F) DE FÂCHEUSES RÉMINISCENCES
Autant l'admettre : l'influence, plus ou moins consciente,
d'idées ou d'attitudes passées continue à peser sur nos
comportements.
C'est ce qu'Alain Peyrefitte appelle la
" rémanence de la divergence
".
Pour preuve, la répartition géographique actuelle du
développement continue à reproduire la carte religieuse du
XVI
e
siècle et la fracture entre l'Europe de la
Réforme et de la contre-réforme à diviser les
sociétés de notre continent.
Et toujours, selon Peyrefitte, les différences entre l'Europe et
l'Amérique y trouvent, en grande partie, leur origine. Soulignant ainsi
" l'extraordinaire rémanence de la distorsion religieuse, il constate
que la géographie du développement correspond à une
géographie des comportements fondés sur la confiance,
libérée dans certaines contrées par la Réforme,
inhibée dans d'autres par la Contre-Réforme ".

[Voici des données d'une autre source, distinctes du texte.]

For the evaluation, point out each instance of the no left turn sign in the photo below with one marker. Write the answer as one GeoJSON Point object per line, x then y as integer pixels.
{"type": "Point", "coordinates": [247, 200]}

Il est vrai que l'Eglise catholique, qui "
vit à l'échelle des
millénaires "
a mis plusieurs siècles à
reconnaître une valeur positive à la modernité ainsi qu'aux
principes de l'économie de marché.
" Il lui fallait -
écrit-il -
du temps pour séparer le bon grain et la
liberté créatrice de l'ivraie de la liberté corruptrice
".
Même l'encyclique
" sociale " Rerum novarum
persistait à
condamner (en 1891!) l'innovation, jugée responsable des maux qui
accablaient les ouvriers, et prêchait au contraire la résignation,
recommandant à l'homme de prendre en patience sa condition, dans
l'attente que son travail trouve dans l'au-delà son ultime signification.

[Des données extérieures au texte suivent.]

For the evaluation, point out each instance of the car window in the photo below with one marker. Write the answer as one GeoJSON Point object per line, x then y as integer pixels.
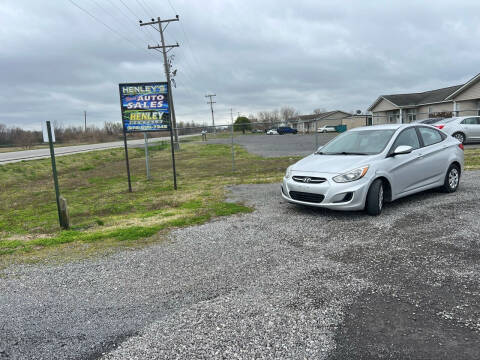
{"type": "Point", "coordinates": [407, 137]}
{"type": "Point", "coordinates": [430, 136]}
{"type": "Point", "coordinates": [470, 121]}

Mais quelle était la portée réelle des positions de
l'Église dans une société de plus en plus
sécularisée, sinon déchristianisée, où
l'Église allait perdre progressivement l'essentiel de ses pouvoirs
temporels ?
Quelle influence pouvait encore exercer l'Église dans une France de
tradition gallicane, soumise aux lois de séparation de l'Église
et de l'Etat ?
Une chose est sûre : le centralisme, le dirigisme et le corporatisme ont
la vie dure dans notre pays, témoignant de l'imprégnation
persistante des mentalités par des conceptions économiques
archaïques.
La querelle des 35 heures, dans laquelle certains considèrent le travail
comme un gâteau à partager plus que comme le résultat d'une
dynamique de créations d'emplois, en est une illustration. En France,
plus qu'ailleurs, les élites, qui ont le culte de la hiérarchie,
demeurent attirées par la fonction publique ou par l'industrie
étatique.
Bien que quatrième exportateur mondial, notre pays éprouve des
difficultés à conquérir de nouveaux marchés et
à commercialiser de nouveaux produits. Dans l'économie et la
recherche, le poids du secteur public, demeure plus important chez nous que
chez nos concurrents.
Si on ne peut y voir qu'une influence très indirecte et très
ancienne de l'Eglise, cela témoigne, en tout cas, de la persistance d'un
" mal français "
dont les racines plongent fort avant dans
notre
histoire.
Alain Peyrefitte les a magistralement analysés dans son ouvrage,
montrant que les problèmes avaient pourtant souvent été
perçus, à travers les différentes époques par nos
dirigeants ou leurs contemporains, mais sans qu'ils puissent pour autant
infléchir le cours des choses de façon suffisamment
significatives.
1. Concernant le commerce
Louis XI essaie ainsi, sans succès, de court-circuiter
l'axe Savoie-Genève-Bourgogne-Pays-Bas. Il préconise la
suppression des péages ou octrois intérieurs, tente d'autoriser
les aristocrates et les gens d'église à faire du commerce et
affranchit de nombreuses villes. Il tente enfin, comme vont le faire plus tard
les Britanniques avec le Navigation Act, d'assurer à la flotte marchande
française un monopole de desserte du territoire national.
Richelieu suggère qu'il faut
" donner prix au trafic et rang au
marchand ".
Colbert, lui-même, ne reconnaissait-il pas que
" la liberté est
l'âme du commerce "
et que
" tout ce qui tend à restreindre
la liberté et le nombre des marchands ne vaut rien ".
?
Mais l'État demeure omniprésent, y compris dans les tentatives de
promotion des activités concernées.
La campagne française des Indes créée par Colbert en 1663
n'est, selon Peyrefitte, qu'un
" ersatz étatique des compagnies de
négociants de type anglais et hollandais "
. Quant à la
nouvelle France, après que la liberté générale du
commerce y fut supprimée en 1672, il ne lui reste que deux
activités essentielles - selon son gouverneur de l'époque - :
" la conversion des âmes et la chasse des castors ".
" Dans sa finalité, le mercantilisme français est ordonné
à l'État même si les moyens qu'il prescrit sont propres
à développer l'industrie et le commerce ".
En Angleterre et en Hollande, en revanche, l'État garantit le commerce
mais ne le gère ni ne le gêne. Et Peyrefitte de conclure :
" Le commerce y est l'affaire des commerçants ".